Stack-based buffer overflow exploits are protected against by most modern operating systems through the implementation of memory segmentation and other constraints placed on user-space programs, and in modern hardware using a memory-management unit (MMU). To get this exploit working on my Linux installation, I had to make use of mprotect. This Linux syscall changes the access protections for the calling process’s memory, in my case letting me make stack memory executable. I did not include the source code I used to do this in the previous examples for the sake of simplicity.

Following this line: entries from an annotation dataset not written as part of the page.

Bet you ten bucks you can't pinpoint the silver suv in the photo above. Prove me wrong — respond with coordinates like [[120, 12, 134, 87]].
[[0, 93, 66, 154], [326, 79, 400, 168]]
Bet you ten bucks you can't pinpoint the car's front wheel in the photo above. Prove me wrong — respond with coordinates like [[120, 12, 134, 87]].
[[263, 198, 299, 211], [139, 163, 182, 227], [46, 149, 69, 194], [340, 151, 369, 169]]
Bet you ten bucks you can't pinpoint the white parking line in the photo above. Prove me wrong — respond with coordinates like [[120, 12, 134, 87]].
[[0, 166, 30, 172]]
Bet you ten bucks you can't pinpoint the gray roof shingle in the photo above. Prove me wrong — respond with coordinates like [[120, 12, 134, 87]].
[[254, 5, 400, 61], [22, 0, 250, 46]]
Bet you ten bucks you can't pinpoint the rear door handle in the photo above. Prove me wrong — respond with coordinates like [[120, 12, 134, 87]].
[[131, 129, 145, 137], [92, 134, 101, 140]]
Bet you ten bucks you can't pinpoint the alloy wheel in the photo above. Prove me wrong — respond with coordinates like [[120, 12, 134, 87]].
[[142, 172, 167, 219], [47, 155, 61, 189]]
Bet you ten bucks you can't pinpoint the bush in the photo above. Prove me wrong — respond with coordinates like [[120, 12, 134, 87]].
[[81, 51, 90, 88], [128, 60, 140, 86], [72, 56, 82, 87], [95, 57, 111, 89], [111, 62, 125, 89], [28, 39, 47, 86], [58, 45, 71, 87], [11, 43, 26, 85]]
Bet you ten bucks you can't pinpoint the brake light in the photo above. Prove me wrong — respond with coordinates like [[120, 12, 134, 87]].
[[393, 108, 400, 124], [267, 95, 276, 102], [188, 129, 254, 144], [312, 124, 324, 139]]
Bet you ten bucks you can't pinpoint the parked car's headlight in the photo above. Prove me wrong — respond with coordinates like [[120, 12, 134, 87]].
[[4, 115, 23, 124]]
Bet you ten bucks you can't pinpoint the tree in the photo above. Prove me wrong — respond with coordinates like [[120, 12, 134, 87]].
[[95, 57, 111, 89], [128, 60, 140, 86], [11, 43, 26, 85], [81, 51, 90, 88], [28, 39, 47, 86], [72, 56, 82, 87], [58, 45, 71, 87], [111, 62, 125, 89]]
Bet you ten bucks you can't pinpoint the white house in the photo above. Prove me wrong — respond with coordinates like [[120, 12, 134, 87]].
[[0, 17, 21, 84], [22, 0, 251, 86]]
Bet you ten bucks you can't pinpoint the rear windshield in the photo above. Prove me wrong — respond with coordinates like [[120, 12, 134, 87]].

Embedded devices (e.g., IoT/OT, etc.) often do not have such constraints, making them more vulnerable to stack-based buffer overflow attacks. For embedded devices, detecting stack-based buffer overflows can be performed by tools such as the ObjectSecurity OT.AI Platform, which detects memory-violations related to pointer boundaries. Finding such vulnerabilities manually, especially in the case of large firmware images, can prove quite difficult. The ObjectSecurity OT.AI Platform can aid your effort in mitigating the danger stack-based buffer overflows present to your organization.

If you are a developer, identifying stack-based buffer overflows in your code is crucial. Once identified, various remediations are possible. This includes sanitizing untrusted user input, placing size guards around buffer handling logic, and using safer alternatives to unsafe functions.